Specifically encourages sense that Berlin’s commitment to a change in the voting rules in the Governing Council. There Germany has only one vote – as each euro member. Because a rotation principle applies since 2015 the Federal Reserve Chairman must back and even suspend completely again. “It can not be that Germany has so much to say as the largest economy in the euro zone as Malta” criticizes sense.
“If there are no independent experts” Support receives sense of economic policymakers of the Union and the SPD. “We must learn from the euro crisis the conclusion that there is just no independent experts who sit in the Governing Council. Then you have to respond with new decision rules about different voting weights, “citing the” world “the head of the CDU Mittelstandsvereinigung, Carsten Linnemann.
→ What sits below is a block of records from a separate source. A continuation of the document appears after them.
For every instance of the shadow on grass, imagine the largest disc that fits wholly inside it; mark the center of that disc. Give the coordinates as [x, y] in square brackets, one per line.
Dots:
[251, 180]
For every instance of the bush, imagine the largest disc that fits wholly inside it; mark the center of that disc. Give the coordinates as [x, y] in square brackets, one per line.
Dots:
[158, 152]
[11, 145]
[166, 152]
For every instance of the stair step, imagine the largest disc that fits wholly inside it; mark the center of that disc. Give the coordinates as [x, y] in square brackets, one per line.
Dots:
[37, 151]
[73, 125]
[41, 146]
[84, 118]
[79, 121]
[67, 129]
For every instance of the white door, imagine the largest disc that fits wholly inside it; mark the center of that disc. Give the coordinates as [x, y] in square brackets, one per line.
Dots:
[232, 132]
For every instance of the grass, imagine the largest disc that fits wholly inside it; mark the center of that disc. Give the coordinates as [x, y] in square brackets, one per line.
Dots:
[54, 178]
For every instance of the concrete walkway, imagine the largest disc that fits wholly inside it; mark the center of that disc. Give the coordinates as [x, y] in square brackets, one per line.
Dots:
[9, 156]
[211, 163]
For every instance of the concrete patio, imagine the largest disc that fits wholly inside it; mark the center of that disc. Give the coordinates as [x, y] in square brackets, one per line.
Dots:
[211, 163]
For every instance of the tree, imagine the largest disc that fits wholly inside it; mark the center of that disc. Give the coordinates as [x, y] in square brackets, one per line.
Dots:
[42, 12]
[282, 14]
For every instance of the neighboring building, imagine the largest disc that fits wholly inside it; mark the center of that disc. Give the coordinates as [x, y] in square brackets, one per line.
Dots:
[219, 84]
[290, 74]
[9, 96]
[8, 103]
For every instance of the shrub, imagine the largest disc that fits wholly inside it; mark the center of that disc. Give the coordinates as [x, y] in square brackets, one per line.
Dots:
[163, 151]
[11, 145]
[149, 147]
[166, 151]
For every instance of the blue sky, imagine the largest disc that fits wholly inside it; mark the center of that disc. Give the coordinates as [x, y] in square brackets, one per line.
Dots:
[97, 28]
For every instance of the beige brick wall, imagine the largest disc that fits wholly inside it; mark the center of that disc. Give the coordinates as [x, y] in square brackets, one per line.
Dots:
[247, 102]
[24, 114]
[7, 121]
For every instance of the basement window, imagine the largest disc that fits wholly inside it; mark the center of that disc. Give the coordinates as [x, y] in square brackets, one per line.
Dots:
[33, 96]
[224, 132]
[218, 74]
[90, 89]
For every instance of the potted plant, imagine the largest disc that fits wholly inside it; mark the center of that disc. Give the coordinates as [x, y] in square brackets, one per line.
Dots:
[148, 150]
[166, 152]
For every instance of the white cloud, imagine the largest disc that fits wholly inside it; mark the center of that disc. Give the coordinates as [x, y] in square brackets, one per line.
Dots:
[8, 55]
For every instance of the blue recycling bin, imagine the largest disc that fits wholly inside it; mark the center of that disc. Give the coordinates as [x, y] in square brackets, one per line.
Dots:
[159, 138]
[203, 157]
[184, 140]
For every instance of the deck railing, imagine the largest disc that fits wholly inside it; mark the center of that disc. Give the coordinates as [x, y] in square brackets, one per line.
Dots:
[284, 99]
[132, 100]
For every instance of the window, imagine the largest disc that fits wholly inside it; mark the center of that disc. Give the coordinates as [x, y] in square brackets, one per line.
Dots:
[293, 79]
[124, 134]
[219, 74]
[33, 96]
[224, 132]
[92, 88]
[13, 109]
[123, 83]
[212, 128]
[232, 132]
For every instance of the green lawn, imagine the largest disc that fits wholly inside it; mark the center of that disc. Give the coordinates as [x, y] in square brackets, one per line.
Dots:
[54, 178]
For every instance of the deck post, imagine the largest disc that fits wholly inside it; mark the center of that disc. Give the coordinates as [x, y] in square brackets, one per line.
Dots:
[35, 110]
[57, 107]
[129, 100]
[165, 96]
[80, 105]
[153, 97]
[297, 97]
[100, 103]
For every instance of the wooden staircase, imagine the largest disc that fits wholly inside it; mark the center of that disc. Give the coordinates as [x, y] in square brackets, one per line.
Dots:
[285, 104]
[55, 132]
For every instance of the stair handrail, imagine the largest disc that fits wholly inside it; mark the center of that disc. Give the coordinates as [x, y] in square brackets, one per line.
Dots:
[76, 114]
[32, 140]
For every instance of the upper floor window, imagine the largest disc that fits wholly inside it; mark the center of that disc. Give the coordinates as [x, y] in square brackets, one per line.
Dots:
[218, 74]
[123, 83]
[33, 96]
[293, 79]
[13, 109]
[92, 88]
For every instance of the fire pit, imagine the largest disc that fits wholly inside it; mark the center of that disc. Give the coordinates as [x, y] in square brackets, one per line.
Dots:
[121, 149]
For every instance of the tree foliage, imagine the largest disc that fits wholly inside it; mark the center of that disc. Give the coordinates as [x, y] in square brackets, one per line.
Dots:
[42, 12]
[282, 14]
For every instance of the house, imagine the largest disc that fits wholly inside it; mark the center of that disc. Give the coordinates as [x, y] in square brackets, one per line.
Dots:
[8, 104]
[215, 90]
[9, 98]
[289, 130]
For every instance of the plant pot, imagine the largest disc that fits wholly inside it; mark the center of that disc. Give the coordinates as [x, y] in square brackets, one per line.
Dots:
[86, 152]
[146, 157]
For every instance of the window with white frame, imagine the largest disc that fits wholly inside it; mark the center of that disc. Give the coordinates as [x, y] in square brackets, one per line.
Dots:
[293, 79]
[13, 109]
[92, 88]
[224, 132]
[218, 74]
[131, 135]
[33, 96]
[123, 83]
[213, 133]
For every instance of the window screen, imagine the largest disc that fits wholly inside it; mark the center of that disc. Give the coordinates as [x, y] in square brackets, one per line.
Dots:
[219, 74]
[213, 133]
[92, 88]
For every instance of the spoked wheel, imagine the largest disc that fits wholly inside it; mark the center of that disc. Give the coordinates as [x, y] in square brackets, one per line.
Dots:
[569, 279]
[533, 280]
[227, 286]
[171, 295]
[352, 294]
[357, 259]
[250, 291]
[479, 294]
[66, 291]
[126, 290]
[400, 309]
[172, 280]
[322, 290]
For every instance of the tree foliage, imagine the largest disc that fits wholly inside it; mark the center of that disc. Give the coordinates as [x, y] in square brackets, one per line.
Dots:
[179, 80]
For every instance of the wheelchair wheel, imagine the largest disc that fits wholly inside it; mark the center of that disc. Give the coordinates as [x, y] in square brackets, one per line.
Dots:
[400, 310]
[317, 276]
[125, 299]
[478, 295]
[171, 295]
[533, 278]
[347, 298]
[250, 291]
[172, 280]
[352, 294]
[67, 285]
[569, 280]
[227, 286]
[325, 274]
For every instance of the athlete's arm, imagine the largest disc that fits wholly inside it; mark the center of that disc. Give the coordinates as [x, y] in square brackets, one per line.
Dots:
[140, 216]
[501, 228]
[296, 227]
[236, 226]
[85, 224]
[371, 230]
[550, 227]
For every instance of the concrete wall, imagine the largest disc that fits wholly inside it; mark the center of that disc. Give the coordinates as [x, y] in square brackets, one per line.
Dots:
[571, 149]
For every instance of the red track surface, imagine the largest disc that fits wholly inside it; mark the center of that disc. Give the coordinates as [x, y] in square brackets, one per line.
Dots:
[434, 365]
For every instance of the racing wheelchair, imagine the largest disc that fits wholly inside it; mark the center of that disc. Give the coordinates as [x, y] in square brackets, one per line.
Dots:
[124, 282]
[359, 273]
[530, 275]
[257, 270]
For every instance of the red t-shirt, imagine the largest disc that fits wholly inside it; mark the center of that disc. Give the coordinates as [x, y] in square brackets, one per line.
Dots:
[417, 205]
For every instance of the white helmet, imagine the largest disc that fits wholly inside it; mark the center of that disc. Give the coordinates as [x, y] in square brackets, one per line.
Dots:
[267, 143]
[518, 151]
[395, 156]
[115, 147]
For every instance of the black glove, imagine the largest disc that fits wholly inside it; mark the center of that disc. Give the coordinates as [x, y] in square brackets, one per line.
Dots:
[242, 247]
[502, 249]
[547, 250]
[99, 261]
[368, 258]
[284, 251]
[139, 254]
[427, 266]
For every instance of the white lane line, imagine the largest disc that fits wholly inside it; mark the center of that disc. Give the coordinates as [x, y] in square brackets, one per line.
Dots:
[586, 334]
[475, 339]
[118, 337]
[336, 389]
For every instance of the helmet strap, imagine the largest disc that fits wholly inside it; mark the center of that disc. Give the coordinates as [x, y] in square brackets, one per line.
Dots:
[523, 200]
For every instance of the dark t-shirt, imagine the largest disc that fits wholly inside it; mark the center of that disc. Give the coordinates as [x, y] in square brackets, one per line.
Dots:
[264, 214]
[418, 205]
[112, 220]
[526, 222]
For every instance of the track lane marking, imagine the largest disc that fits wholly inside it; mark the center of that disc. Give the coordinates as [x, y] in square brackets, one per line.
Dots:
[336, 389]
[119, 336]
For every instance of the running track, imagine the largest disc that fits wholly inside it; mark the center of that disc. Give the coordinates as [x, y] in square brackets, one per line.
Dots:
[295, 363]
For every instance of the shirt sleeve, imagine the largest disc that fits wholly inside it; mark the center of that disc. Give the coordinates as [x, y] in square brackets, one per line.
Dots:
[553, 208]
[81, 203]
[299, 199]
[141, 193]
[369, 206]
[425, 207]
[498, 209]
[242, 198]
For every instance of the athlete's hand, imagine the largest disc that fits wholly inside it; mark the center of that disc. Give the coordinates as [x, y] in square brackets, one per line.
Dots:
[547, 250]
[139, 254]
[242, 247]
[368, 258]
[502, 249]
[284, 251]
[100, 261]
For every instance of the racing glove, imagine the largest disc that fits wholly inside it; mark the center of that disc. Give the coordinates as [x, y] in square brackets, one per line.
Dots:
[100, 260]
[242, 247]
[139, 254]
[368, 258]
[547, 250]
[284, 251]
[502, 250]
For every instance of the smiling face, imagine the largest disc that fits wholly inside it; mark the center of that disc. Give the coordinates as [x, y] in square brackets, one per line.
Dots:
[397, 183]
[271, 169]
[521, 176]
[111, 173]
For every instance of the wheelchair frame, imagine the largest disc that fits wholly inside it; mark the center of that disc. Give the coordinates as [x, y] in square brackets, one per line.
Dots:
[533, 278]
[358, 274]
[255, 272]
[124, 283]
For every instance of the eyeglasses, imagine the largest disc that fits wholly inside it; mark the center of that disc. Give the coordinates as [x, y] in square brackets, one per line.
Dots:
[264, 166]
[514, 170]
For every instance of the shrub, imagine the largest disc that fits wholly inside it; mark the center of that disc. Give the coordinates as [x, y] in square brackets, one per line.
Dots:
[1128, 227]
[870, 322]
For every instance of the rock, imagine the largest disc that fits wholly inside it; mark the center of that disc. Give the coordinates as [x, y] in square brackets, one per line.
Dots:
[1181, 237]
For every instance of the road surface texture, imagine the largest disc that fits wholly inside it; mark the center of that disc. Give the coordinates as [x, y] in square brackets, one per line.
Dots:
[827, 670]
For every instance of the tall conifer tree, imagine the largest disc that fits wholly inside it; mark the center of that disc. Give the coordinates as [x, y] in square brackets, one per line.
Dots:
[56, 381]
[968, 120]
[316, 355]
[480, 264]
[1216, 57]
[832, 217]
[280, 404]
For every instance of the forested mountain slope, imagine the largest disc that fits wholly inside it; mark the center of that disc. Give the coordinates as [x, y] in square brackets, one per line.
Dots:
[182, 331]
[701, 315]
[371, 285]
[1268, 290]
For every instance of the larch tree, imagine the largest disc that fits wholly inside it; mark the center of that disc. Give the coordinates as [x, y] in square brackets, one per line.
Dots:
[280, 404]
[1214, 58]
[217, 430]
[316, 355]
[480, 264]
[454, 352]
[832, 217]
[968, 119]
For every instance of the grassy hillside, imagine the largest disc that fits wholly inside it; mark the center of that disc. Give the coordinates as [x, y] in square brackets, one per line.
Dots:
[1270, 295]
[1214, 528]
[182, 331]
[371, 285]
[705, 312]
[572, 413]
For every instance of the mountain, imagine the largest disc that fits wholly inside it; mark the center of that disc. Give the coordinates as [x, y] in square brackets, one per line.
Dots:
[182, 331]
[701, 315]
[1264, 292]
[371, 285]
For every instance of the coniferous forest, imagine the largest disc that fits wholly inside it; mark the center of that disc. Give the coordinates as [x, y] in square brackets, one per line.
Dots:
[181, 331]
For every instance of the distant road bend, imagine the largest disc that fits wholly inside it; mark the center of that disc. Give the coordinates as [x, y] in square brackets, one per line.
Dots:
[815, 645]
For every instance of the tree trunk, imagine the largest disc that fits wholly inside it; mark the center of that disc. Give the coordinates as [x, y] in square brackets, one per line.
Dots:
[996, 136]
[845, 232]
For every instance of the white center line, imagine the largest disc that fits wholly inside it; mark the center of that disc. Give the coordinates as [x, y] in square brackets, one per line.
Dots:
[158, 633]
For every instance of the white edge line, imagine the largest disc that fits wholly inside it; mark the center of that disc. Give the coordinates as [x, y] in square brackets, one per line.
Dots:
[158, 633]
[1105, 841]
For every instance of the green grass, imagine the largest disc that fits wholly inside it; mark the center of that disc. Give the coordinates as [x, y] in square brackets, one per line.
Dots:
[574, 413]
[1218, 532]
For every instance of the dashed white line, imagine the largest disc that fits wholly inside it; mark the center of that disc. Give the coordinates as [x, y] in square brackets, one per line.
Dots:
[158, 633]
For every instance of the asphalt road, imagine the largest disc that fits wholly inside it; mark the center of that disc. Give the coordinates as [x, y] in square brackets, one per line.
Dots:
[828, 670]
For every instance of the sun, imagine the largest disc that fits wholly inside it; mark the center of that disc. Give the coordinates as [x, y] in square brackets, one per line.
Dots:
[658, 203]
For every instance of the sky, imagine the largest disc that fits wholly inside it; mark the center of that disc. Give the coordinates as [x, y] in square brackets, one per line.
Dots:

“The largest economy in the euro area, which is also the lifeline of the common currency with their credit needs, to participate in accordance with its economic weight in all the votes,” thus says Wolfgang Steiger, general secretary of the CDU Economic Council. The “old, established procedures” is no longer employable. “Wrong, now to change the mandate of the ECB” In the SPD to adopt more cautious, however, agrees in principle. In the present situation, it does not make sense to negotiate new voting rules, said SPD budget expert Johannes Kahrs the “world”. However, things are different, “when the institutions and players concerned are relaxed and not be in the middle of crisis management”.

However, opposition comes precisely from Germany’s economic ways. It would be “wrong, at this stage the ECB’s mandate to change”, Isabel Schnabel said the “world”. Because that would damage the credibility of the ECB. A change of voting “for example, by a shift in voting weights”, they think anyway “not effective” for Schnabel further and Issing dismisses. “even if Mr. Weidmann had the triple voting rights, would change little,” he says. “Helicopter money would mean a break with the system” Michael Heise, chief economist of Allianz, sees only action if the ECB exceeds its mandate. but when using helicopters money that was indeed the case, because that “would mean a break with the system,” Heise said the “world”. “Then it would be legitimate and urgent that politics exerts pressure.”